Plus intrigant encore, si les coûts de production baissent assez rapidement, la commutation optique pourrait passer des hyperscalers aux systèmes d'IA de périphérie et d'entreprise, ce qui comprimerait l'écart de performance entre les grandes entreprises technologiques et toutes les autres.
Pour les investisseurs, cela pourrait déclencher une nouvelle course à l'intégration de silicium photonique, déclenchant des acquisitions, des investissements dans des usines de fabrication et des efforts de normalisation semblables à ce que nous avons vu dans les premiers jours des GPU mobiles ou des ASIC d'IA.
Mais l'inverse est tout aussi vrai : si la mise à l'échelle s'avère illusoire, ou si des rivaux mieux financés passent devant avec une fabrication plus mature, la vision brillante de nEye pourrait être réduite à une note de bas de page dans l'histoire de la photonique.
Le Gambit Photonique
Dans la physique brutale de l'infrastructure d'IA, chaque watt économisé et chaque microseconde réduite comptent. nEye Systems a fait un pari audacieux : les photons, et non les électrons, sont l'avenir du mouvement des données à l'échelle, et elle peut offrir cet avenir dans un boîtier de la taille d'une puce et reprogrammable.

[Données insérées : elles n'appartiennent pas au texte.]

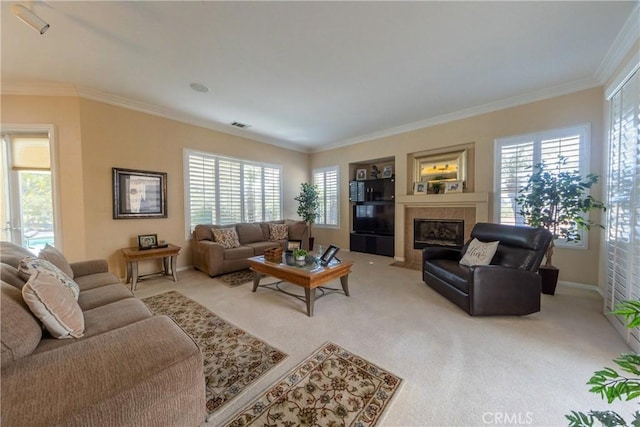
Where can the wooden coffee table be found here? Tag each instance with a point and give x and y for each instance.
(310, 276)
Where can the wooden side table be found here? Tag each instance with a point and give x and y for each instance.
(169, 257)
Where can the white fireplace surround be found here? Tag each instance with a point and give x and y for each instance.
(479, 201)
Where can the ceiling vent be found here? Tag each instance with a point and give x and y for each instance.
(240, 125)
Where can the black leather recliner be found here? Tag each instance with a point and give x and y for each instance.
(510, 285)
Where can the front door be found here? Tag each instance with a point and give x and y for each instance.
(26, 208)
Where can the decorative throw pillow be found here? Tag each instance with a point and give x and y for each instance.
(479, 253)
(227, 237)
(55, 306)
(56, 258)
(20, 330)
(278, 232)
(29, 265)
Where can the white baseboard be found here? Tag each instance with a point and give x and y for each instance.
(584, 286)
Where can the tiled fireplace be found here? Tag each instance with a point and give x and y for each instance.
(465, 215)
(468, 207)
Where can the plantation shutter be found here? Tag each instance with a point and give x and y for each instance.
(272, 194)
(516, 160)
(229, 191)
(326, 179)
(253, 193)
(201, 195)
(623, 204)
(515, 157)
(222, 190)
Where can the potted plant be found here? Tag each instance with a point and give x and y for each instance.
(557, 200)
(300, 254)
(612, 384)
(308, 205)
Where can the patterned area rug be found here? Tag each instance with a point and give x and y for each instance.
(333, 387)
(236, 278)
(233, 359)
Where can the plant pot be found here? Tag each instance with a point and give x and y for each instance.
(549, 276)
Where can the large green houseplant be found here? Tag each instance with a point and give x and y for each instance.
(558, 200)
(308, 205)
(612, 384)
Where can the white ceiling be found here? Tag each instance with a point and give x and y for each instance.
(313, 75)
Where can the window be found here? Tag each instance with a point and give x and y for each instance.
(515, 156)
(326, 179)
(623, 204)
(222, 190)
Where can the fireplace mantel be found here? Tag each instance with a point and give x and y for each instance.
(449, 199)
(478, 201)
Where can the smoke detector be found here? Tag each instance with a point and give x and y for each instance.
(240, 125)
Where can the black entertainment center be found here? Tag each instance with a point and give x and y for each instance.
(373, 216)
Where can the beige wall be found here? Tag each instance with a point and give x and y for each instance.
(94, 137)
(582, 107)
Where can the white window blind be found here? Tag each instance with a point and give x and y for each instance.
(222, 190)
(327, 181)
(515, 157)
(623, 204)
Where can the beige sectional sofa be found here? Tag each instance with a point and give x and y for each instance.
(214, 259)
(130, 367)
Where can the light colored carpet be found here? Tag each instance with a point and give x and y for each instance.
(332, 387)
(458, 370)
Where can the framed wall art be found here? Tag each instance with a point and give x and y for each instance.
(453, 186)
(419, 188)
(139, 194)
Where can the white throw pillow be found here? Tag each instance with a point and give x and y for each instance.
(227, 237)
(29, 265)
(54, 304)
(479, 253)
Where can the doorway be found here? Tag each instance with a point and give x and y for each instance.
(28, 214)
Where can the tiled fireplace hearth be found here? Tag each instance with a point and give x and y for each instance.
(468, 207)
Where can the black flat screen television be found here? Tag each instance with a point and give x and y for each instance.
(374, 219)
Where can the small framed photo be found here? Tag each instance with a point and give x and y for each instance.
(147, 241)
(329, 254)
(293, 244)
(453, 186)
(419, 188)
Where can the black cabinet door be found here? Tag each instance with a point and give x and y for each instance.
(357, 191)
(372, 244)
(389, 189)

L'entreprise possède un pedigree technologique, le soutien d'investisseurs d'élite et une feuille de route de produits qui pourrait redéfinir la façon dont les centres de données sont câblés. Mais elle est également confrontée au creuset classique des startups de matériel : se développer ou mourir.
Si elle réussit, ce ne sera pas seulement une autre sortie de deep-tech. Cela marquera le début d'une nouvelle époque architecturale, une époque où la commutation optique n'est pas une fonctionnalité, mais le fondement de l'IA elle-même.
D'ici là, les lumières sont allumées à Emeryville, et l'industrie observe. De près.